The Buddha was right.
Yesterday my wife and I went to a dental clinic for a routine checkup and cleaning. While I was sitting in the lobby, I overheard one older woman who, upon checkout was told that she had a payment, exclaim about how the treatment was supposed to be covered; she’d spoken with her insurance company the day before and then had learned that the treatment would be covered in full. And now she was distraught.
Later on, a younger woman with stooped shoulders spoke in a defensive and agitated way with someone at reception. She too thought that her treatment that day was to be covered and she too was told that it wouldn’t be. Angry, she left without being seen.
While I was waiting for my teeth to be cleaned, I could make out (perhaps) someone in billing or (perhaps) a dental hygienist discuss the costs of taking out what sounded like quite a few cavities. In particular, removing one or two in the front could be, it was implied, rather risky as there is a nerve as well as a blood vessel running through both teeth. What was the patient thinking just then? What was he feeling?
Do you not only see the point but also feel the anguish?
One reason to meditate deeply is to feel, with greater sensitivity, the subtle and overt forms of anguish experienced by those around you.
Then there were the professionals. The first, cheery and people pleasing and kind also, had a nervous disposition while the dental hygienist, who was perhaps from Taiwan or China, was quite talkative.
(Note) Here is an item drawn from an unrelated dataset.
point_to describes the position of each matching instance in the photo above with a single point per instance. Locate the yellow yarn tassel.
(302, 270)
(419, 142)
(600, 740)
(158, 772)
I could tell that he tended toward ambient anxiety and that he liked it when someone could not just make out his broken English but also take him–and what he had to say–seriously. He meant well even if he was itchy in his own skin.
When I checked out, I noticed that some of those working in reception were frazzled, out of breath.
And all this in just two hours… What kind of transformation will be necessary in order for all beings to find, and be, Home Anywhere and Everywhere? May all beings be free from suffering! May all beings be peace!